An illustration of the Northoff et al. (2011) model of interoception in depression. An imbalance between interoceptive and exteroceptive processing is central to this model. Neurally, this is manifest as simultaneous hyperactivity in cortical-midline structures (e.g., interoceptive regions such as insula and related regions involved in temporal perception, affect and reward, such as the pACC, vmPFC, and amygdala) and hypoactivity in “lateral ring” structures (e.g., dlPFC and sensorimotor cortices). A number of potential causes of such imbalance are noted by Northoff et al., including genetic, neurochemical, endocrine, immune, and social factors. A variety of downstream consequences of interoceptive-exteroceptive imbalance, which overlap with symptoms of depression, are shown. A number of other symptoms not shown, such as negative biases, negative mood, anhedonia, psychomotor retardation, decreased goal orientation and working memory, are noted by Northoff et al. (2011).
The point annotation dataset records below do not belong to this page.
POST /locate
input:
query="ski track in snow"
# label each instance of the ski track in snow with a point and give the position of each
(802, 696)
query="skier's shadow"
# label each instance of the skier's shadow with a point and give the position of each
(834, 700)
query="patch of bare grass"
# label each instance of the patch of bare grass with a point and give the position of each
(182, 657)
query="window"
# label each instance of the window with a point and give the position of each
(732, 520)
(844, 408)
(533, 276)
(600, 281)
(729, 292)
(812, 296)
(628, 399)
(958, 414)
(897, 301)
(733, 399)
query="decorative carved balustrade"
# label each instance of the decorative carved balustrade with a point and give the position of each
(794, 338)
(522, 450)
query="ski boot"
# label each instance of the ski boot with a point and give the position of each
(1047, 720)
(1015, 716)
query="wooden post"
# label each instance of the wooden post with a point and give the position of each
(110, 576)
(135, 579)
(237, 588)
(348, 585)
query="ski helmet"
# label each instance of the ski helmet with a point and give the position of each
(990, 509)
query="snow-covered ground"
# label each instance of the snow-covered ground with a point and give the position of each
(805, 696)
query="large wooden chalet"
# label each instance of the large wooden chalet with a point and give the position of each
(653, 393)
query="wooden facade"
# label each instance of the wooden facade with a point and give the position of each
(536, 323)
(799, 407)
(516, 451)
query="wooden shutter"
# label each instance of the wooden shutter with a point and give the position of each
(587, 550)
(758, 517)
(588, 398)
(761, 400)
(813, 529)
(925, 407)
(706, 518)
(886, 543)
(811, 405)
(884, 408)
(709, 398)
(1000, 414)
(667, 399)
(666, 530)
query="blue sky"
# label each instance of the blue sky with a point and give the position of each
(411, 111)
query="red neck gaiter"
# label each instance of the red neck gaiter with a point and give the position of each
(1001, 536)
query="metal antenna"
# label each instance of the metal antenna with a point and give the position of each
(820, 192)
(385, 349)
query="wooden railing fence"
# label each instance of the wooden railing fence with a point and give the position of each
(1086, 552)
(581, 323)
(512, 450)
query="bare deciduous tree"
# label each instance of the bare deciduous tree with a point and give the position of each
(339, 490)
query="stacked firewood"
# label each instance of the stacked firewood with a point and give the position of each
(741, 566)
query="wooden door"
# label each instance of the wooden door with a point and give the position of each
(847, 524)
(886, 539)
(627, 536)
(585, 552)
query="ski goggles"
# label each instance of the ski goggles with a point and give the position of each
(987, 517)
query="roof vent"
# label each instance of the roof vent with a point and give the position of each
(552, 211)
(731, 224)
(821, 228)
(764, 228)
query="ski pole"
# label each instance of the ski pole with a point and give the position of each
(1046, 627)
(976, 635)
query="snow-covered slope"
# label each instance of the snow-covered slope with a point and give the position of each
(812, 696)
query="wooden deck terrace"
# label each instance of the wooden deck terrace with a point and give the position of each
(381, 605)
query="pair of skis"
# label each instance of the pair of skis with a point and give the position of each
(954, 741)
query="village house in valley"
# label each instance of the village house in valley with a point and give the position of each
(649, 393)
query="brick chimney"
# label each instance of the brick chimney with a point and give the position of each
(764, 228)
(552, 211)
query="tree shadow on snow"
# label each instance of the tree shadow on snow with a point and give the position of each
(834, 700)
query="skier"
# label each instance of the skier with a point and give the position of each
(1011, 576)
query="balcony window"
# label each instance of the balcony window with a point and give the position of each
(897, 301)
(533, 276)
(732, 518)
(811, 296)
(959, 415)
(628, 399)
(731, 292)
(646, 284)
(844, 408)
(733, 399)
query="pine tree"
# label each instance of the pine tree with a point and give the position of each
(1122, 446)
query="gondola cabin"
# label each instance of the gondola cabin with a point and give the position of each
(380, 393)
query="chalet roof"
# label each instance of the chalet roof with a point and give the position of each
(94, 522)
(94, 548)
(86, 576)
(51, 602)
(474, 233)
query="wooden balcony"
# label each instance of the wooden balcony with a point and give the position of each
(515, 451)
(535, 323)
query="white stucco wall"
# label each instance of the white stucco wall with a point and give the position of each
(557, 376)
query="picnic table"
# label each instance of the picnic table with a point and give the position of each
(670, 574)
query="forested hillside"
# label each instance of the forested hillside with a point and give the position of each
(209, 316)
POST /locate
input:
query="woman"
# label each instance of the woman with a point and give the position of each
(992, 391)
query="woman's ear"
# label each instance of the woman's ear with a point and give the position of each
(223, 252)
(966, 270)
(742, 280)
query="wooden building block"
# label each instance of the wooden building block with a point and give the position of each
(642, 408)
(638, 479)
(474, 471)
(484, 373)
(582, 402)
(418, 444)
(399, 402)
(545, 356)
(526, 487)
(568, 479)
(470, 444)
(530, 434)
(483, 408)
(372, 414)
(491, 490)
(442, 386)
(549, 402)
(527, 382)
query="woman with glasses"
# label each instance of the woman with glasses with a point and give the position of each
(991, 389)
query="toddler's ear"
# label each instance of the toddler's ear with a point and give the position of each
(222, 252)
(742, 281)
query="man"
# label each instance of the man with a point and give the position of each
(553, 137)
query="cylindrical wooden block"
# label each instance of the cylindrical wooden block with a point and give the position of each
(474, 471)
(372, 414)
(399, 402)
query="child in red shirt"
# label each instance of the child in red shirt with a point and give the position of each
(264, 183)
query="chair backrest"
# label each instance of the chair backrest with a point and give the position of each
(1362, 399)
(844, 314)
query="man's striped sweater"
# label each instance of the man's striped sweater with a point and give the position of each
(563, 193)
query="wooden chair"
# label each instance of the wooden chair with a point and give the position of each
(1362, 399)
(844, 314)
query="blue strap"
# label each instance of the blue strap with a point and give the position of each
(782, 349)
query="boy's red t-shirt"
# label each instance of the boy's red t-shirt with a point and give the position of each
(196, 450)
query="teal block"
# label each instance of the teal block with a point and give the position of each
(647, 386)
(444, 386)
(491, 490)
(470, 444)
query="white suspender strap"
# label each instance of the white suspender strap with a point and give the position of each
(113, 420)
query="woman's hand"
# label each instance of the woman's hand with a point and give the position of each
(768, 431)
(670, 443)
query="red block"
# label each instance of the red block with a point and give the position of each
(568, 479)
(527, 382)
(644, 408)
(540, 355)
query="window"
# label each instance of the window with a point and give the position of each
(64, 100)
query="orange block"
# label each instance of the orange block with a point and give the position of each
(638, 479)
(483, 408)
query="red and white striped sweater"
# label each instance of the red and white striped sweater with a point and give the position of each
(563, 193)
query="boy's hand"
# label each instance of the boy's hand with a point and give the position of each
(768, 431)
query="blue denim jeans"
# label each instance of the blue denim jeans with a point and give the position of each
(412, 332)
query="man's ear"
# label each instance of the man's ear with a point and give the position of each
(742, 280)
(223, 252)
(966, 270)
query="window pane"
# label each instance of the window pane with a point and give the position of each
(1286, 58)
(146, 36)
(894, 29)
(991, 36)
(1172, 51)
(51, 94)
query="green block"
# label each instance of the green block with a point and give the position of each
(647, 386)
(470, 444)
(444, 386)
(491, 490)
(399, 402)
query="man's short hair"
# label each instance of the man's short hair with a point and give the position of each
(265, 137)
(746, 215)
These are nonetheless related by Northoff et al. to changes in functioning of specific brain regions/networks rather than specifically to interoceptive-exteroceptive imbalance.

Figure 4

A framework for understanding interoceptive dysfunction (ID) in depression. The topmost row indicates common proximal causes of ID (e.g., stroke, stress, pro-inflammatory cytokines, behavioral or contextual changes). The next row illustrates the three main pathways by which these are likely to give rise to ID: (a) modification to neural systems underlying interoception, or the interoceptive nervous system (INS); (b) loss of exteroceptive cues ordinarily used to disambiguate interoceptive signals; and (c) attentional changes. Arrows indicate known interactions and likely causal influences, although these are not exhaustively illustrated (e.g., inflammatory cytokines, stroke, etc., may also influence stress hormone levels and vice versa). As is indicated in brackets, all such pathways ultimately interact with individual, gender, and cultural differences in interoception in giving rise to ID. ID is moreover likely to give rise to errors in somatic interpretation or missed somatic signals, contributing to the somatic symptoms (e.g., disrupted sleep and eating) typical of depression (cf. Healy & Williams, 1988).

Figure 5

A schematic illustration of common interoceptive and regulatory challenges across the lifespan, from a female and Western-biased cultural perspective. The framework put forward here assumes that over the course of the lifespan major somatic changes and regulatory transitions (e.g., from childhood to adolescence) likely place unique strain on regulatory and interoceptive capacities alike. Such challenges are nonetheless likely to be highly culture-specific (e.g., menopause is not universally viewed negatively). For vulnerable individuals, ensuing ID and somatic dysregulation may, theoretically, contribute to the development of anxiety and/or depression.